Самарский замолк, Корней открыл глаза, глядя на белый потолок. Подвоха не ждал. Впрочем, и версий, зачем начальник звонит, не строил. Ну звонит и звонит…
— Зайди ко мне сейчас. Хочу… Один момент обсудить.
— Хорошо.
Корней скинул, опустил телефон на стол, снова закрыл глаза, делая несколько глубоких вдохов и выдохов. Говоря честно, идти сейчас никуда не хотел. Это собьет и отложит финиш в деле еще на сорок минут, как минимум. А значит, и дома он будет позже. И злее, наверняка. И в пене. Но если зовут…
Пришлось вставать, оставлять свой кабинет, идти по далеко не такому многолюдному, как днем, коридору в сторону директорской приемной. Кивать девочке за стойкой, которая снова краснеет… Но это не откликается. Стучаться, входить…
— Добрый вечер.
Здороваться уже лично. Подмечать, что Самарский сидит за своим столом, будто бы хмурый… И смотрит сначала на тот самый стол — а точнее на лежащие перед глазами документы, а потом мельком на Корнея. Хмурится. Кивает на свободное кресло. Ждет, пока Корней займет его…
— Добрый. — Только потом отвечает… И снова смотрит. Немного с прищуром. Плотно сжав губы. Так, будто… Подозревает в чем-то… — Вена завтра, значит…
Ярослав повторил, Корней кивнул с небольшой задержкой. Конечно, понимал, что просто так Самарский его к себе не зазывал бы. И даже вроде как стоило бы напрячься, но… Он просто ждал.
Следил, как Самарский берет в руки лежавшие перед ним листы, пробегается взглядом… Снова поднимает его на Корнея. Смотрит несколько секунд задумчиво. Потом протягивает.
— Прочти. Объяснишься.
Корней приподнял бровь, помедлил несколько секунд прежде, чем исполнить просьбу, потом же взял в руки, начал читать… Из-за ноющей головы приходилось то и дело возвращаться к началу предложений. Но ключевые тезисы вычленить все же смог:
«… На основании фиктивной сделки… По стоимости ниже рыночной… Чтобы замять — устроил в ССК… Пользуясь влиянием лоббирует… В рабочее время занимается личными вопросами…».

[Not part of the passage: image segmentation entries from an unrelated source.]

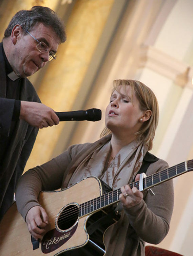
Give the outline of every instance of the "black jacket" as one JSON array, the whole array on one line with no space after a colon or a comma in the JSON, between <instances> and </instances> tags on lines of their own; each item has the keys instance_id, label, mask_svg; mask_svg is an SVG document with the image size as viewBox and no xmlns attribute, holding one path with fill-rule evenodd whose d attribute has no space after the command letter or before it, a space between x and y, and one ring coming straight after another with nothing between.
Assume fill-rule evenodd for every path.
<instances>
[{"instance_id":1,"label":"black jacket","mask_svg":"<svg viewBox=\"0 0 193 256\"><path fill-rule=\"evenodd\" d=\"M9 135L15 100L6 98L7 80L5 60L0 44L0 135L4 140ZM33 85L27 78L21 79L19 99L40 102ZM38 129L23 120L18 119L6 148L1 159L1 218L13 202L18 180L22 174L35 142ZM3 145L1 145L3 147Z\"/></svg>"}]
</instances>

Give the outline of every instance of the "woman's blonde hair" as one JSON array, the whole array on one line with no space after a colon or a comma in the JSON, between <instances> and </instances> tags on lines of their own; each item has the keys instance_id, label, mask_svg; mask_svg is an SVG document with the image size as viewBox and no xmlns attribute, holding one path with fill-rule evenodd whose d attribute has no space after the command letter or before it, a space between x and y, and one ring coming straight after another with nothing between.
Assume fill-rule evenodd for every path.
<instances>
[{"instance_id":1,"label":"woman's blonde hair","mask_svg":"<svg viewBox=\"0 0 193 256\"><path fill-rule=\"evenodd\" d=\"M115 90L119 92L121 86L124 89L126 94L128 85L130 85L131 87L132 101L134 93L139 102L140 110L143 111L149 109L152 112L149 119L143 122L141 128L136 133L137 139L141 141L144 145L147 146L148 150L150 150L152 147L153 141L159 118L159 108L157 99L151 89L141 82L135 80L114 80L112 93ZM100 137L102 138L111 133L111 131L105 127L102 132Z\"/></svg>"}]
</instances>

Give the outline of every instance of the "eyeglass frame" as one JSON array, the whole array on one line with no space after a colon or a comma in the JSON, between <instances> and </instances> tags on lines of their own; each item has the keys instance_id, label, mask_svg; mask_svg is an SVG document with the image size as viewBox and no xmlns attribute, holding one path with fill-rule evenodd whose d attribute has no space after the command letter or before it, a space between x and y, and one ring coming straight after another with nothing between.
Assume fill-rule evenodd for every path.
<instances>
[{"instance_id":1,"label":"eyeglass frame","mask_svg":"<svg viewBox=\"0 0 193 256\"><path fill-rule=\"evenodd\" d=\"M43 43L44 44L45 44L47 47L47 46L46 46L46 44L44 42L40 42L40 41L39 40L38 40L37 38L36 38L35 36L34 36L33 35L32 35L31 33L29 32L29 31L28 31L27 30L27 29L25 29L24 30L26 31L26 32L27 32L27 33L28 33L28 34L30 35L31 35L31 36L32 36L34 38L34 39L35 39L36 40L36 41L38 43L38 44L36 45L36 48L37 49L37 50L38 50L40 52L41 52L42 53L43 53L43 52L46 52L49 51L48 48L45 51L43 51L43 52L41 51L40 51L40 50L39 49L38 49L38 45L39 45L40 44L41 44L41 43ZM53 53L52 53L52 52L52 52L52 51L49 51L49 61L52 61L54 59L54 60L56 60L56 59L57 56L56 56L56 54L54 52L53 52ZM54 54L54 55L53 55L53 54ZM50 60L50 56L51 56L52 57L52 59Z\"/></svg>"}]
</instances>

Это была анонимка. Кто составлял — вопросов не возникло. Даже пунктуационные ошибки — типично Вадимовские… И вроде бы стоило разозлиться, но Корнея чувствовал себя безразлично хладнокровным. Читал ложь вперемешку с правдой. Хмыкал даже пару раз. «Наслаждался» тем, как «красиво» в последовательность событий вплели его протекцию Ани перед Ольшанским. И другие формы «протекции» тоже вплели…
Видно было, что старался не только Вадим. Кто-то помогал. Вероятно, та же девочка, что принесла Самарскому. Что это была «покрасневшая» из приемной, Корней не сомневался.